I haven’t made a food post here in awhile – this is on about the semi di papavero we brought back from a Coop (an Italian supermarket chain) in Cecina. There are poppies flowering all across the Tuscan countryside, bright red sentries rising from wiry stems that seem incapable of holding up that much cheerfulness. The poppy is one of the most elegant flowers to ever grow as a weed. Naturally, Italy must produce lots of poppy seeds, if the ubiquity of poppies in the countryside is anything to go by.
We randomly picked up a pack of semi di papavero in the supermarket for my baking in Singapore – I didn’t know what ‘poppy’ was in Italian, but the packet looked more similar to poppy seeds than any other grain, so we bought it. It wasn’t that cheap either, about 3 euros for a 200-250g packet?
The lemons we used weren’t Italian lemons (even though there are plenty of lemon trees littered across Tuscany with humongous lemons larger than grapefruits).
They were those 3 for $2 Israeli lemons from NTUC :P which happens to be just enough zest for 2 lemon poppyseed cakes.
Here are the lemons completely stripped by my microplane grater.
I got this microplane grater from the Seattle Crate & Barrel for something like USD 15. After which I found it going for $42.95 in the Singapore Crate & Barrel! What is with the huge jump in price? I almost didn’t buy it in the US because I thought oh, Singapore has a Crate & Barrel too, I can just buy it there. Thank goodness I didn’t. This microplane grater has served me exceedingly well in grating both lemons and cheese since I’ve gotten back. It washes amazingly, has a magnificent blade that could probably skin a person, and is so easy to use.

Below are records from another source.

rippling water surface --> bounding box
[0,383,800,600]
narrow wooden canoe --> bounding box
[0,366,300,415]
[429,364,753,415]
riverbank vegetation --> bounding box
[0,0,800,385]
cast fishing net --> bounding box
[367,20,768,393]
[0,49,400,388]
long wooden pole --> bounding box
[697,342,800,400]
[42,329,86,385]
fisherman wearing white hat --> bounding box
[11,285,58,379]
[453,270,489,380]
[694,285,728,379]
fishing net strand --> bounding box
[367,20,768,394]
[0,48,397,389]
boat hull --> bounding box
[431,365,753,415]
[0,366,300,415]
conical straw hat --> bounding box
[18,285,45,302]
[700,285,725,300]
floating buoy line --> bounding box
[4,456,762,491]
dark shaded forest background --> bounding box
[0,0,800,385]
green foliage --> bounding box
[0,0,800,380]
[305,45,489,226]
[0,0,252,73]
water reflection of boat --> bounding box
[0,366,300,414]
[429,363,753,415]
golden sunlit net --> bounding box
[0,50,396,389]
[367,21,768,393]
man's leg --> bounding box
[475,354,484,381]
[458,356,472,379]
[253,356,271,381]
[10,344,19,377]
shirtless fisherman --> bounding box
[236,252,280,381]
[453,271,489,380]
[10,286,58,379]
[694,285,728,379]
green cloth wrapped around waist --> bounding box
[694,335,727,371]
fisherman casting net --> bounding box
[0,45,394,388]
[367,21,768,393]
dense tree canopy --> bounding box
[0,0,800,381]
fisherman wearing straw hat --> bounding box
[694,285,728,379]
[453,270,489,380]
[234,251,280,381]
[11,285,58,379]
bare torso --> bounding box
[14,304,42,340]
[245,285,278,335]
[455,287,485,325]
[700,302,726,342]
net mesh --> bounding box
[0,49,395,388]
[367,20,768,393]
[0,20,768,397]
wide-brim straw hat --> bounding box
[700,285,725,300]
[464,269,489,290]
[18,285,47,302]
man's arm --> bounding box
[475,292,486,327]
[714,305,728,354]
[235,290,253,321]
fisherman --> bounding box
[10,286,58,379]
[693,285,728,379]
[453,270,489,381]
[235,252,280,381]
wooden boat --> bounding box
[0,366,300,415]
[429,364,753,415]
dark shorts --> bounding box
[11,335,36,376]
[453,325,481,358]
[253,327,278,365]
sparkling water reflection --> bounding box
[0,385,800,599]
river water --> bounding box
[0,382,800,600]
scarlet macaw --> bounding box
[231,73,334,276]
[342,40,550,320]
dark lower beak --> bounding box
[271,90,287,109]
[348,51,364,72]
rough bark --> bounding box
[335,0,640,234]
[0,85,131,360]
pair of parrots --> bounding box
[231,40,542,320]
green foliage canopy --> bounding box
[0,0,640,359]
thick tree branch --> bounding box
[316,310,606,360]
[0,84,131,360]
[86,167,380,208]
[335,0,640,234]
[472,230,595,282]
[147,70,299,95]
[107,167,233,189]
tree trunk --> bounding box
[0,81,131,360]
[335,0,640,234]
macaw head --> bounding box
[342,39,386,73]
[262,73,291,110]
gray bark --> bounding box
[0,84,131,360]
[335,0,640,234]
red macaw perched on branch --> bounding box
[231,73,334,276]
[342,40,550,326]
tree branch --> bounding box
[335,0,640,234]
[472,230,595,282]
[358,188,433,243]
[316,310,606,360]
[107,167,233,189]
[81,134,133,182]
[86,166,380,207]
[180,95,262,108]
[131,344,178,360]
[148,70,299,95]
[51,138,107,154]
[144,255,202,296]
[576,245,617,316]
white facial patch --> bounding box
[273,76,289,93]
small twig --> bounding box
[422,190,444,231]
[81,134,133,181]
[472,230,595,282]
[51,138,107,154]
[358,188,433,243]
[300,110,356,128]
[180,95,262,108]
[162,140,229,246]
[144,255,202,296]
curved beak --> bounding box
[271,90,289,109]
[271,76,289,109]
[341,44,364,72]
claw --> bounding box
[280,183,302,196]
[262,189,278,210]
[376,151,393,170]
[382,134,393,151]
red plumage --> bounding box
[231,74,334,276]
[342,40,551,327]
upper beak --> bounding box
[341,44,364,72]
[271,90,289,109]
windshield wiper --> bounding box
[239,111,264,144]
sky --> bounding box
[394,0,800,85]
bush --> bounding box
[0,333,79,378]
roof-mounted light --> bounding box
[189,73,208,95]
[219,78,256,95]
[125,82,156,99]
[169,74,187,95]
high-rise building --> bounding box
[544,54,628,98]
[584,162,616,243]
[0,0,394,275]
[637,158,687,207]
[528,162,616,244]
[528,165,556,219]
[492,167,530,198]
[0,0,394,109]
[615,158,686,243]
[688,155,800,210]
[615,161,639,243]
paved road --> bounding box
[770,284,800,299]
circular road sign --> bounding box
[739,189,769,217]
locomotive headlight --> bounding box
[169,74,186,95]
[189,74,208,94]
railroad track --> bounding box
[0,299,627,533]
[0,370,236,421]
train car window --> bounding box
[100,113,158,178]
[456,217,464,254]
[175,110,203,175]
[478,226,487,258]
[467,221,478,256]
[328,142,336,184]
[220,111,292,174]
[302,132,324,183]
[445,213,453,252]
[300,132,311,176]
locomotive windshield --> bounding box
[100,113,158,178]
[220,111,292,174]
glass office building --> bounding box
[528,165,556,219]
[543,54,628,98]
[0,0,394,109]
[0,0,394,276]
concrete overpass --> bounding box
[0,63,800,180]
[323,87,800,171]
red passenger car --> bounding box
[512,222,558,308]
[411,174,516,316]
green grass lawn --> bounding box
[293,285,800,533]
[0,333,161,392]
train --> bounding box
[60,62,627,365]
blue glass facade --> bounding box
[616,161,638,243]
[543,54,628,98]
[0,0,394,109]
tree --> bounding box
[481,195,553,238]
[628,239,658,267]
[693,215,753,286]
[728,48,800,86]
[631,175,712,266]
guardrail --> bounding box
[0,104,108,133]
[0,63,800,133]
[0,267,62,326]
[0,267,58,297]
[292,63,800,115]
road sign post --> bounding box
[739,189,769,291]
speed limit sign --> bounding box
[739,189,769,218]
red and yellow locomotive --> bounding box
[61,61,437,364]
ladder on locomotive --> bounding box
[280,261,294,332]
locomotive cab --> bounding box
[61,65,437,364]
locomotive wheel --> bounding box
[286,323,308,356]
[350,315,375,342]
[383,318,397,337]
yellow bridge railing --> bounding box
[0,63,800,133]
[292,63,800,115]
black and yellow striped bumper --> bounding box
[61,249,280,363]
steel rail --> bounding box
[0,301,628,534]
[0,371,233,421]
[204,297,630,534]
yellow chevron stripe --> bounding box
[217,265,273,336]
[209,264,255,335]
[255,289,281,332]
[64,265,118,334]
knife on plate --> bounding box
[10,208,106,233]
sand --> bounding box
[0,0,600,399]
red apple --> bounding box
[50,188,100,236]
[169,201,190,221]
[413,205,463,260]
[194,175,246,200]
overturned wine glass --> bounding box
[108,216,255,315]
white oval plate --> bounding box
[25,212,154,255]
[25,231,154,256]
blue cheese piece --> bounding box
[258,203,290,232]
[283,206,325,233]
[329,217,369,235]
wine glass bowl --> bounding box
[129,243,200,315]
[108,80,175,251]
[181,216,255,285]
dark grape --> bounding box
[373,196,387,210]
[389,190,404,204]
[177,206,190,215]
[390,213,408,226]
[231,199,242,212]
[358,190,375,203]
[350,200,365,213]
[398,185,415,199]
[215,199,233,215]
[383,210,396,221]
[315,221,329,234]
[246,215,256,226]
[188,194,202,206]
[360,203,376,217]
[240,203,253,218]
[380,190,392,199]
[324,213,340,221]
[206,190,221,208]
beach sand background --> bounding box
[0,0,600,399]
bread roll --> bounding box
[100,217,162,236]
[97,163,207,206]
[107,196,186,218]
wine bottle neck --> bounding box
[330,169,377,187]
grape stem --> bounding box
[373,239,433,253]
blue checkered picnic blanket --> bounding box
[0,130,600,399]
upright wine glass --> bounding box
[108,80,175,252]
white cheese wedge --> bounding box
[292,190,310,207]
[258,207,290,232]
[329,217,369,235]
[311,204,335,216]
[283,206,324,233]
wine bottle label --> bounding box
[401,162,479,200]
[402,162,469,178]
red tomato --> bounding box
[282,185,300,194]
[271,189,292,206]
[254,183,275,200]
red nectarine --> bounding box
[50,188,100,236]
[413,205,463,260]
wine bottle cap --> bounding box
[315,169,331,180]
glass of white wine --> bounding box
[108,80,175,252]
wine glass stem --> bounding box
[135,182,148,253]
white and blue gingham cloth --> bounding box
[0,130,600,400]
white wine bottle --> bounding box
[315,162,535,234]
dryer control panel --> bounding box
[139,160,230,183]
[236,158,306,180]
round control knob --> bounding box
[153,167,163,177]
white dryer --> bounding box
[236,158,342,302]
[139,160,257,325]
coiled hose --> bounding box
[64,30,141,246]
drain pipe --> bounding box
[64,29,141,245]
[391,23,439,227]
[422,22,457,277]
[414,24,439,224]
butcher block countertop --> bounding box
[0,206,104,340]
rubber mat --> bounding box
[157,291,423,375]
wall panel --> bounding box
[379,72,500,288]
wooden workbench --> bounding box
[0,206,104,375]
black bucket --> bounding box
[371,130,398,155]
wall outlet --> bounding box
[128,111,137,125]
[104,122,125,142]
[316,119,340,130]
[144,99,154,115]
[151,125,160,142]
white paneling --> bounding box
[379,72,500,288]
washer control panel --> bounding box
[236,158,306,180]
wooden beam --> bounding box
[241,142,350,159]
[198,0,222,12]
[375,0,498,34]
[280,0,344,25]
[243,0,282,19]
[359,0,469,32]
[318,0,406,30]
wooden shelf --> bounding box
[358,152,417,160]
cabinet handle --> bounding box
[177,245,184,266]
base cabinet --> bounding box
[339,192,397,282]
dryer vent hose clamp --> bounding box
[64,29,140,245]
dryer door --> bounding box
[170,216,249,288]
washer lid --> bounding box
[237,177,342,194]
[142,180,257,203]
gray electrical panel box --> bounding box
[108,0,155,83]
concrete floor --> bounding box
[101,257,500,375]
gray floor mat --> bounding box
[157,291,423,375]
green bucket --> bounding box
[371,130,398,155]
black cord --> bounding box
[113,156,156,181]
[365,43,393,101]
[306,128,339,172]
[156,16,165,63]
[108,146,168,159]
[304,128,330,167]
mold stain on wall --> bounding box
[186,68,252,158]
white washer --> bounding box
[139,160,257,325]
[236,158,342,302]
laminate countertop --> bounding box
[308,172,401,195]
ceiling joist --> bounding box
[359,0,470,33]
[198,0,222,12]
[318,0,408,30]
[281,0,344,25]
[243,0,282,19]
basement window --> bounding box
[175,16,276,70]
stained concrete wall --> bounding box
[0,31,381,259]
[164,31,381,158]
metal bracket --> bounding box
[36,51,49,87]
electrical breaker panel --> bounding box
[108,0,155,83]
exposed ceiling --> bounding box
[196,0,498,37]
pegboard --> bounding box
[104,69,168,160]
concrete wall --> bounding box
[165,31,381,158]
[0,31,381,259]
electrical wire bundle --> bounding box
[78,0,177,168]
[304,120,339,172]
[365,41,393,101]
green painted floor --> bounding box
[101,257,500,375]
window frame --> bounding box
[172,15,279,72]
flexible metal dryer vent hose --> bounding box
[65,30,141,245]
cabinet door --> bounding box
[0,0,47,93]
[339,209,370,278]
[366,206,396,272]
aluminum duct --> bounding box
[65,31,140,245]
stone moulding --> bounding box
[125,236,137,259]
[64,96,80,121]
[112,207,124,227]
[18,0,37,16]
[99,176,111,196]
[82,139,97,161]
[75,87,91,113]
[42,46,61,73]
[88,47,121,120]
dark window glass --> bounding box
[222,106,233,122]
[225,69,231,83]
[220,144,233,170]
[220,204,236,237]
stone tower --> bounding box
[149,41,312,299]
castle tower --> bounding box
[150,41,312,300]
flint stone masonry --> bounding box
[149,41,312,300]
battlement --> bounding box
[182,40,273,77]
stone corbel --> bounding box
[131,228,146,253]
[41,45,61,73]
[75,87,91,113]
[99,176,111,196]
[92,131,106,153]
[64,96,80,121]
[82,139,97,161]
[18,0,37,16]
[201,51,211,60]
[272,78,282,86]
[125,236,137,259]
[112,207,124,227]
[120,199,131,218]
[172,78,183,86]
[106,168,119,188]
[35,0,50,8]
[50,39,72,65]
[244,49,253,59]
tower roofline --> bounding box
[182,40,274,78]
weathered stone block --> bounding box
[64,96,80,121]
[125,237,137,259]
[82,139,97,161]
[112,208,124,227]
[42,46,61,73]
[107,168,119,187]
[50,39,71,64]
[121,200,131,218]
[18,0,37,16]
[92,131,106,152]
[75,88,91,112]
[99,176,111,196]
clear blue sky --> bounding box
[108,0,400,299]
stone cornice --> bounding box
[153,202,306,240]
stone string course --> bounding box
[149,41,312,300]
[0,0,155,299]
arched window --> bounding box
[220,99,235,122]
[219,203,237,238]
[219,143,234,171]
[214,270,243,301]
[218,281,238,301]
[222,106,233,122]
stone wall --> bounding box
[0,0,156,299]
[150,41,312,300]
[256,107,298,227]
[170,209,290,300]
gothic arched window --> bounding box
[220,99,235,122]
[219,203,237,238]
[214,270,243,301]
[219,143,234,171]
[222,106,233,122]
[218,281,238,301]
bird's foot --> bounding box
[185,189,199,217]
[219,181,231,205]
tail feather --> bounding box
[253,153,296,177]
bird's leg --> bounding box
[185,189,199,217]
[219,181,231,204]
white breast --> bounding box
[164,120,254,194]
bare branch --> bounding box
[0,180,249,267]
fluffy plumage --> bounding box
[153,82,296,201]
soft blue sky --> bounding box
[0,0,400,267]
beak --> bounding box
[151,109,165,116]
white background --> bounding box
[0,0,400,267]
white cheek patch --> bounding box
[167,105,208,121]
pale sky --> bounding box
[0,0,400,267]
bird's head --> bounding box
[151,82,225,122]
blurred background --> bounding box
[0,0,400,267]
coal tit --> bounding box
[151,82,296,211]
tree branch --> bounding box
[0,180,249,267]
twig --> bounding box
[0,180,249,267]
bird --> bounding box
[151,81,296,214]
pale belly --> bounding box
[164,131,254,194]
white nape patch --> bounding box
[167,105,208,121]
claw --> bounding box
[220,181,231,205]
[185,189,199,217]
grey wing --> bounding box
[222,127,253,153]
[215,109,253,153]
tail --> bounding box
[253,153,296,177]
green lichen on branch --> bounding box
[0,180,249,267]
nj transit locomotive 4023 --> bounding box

Here is the lemon poppyseed cake cooling out of the oven. I basically follow the recipe for Nigella’s lemon-drizzle cake but added the poppy seeds at the last minute when the batter was done. The fruit in the background are dragon fruit, which you can find everywhere in Singapore. I’d much rather we produced lemons though instead of dragon fruit. Lemons are so much more useful.
All sliced up and yellow.
A close-up of the poppyseeds and the buttery crumb.
Definitely one of my favourite cake recipes! Remember to leave the cake overnight before consuming for the lemoniest taste! The only problem with the recipe is the fact that it calls for self-raising flour, which is really common in the UK and its ex-colonies but I could not find it in the US. You can make it yourself by mixing a certain ratio of baking powder with all purpose flour though. Google it yourself.
NB: I should have added more poppy seeds. They provide a really nice crunch!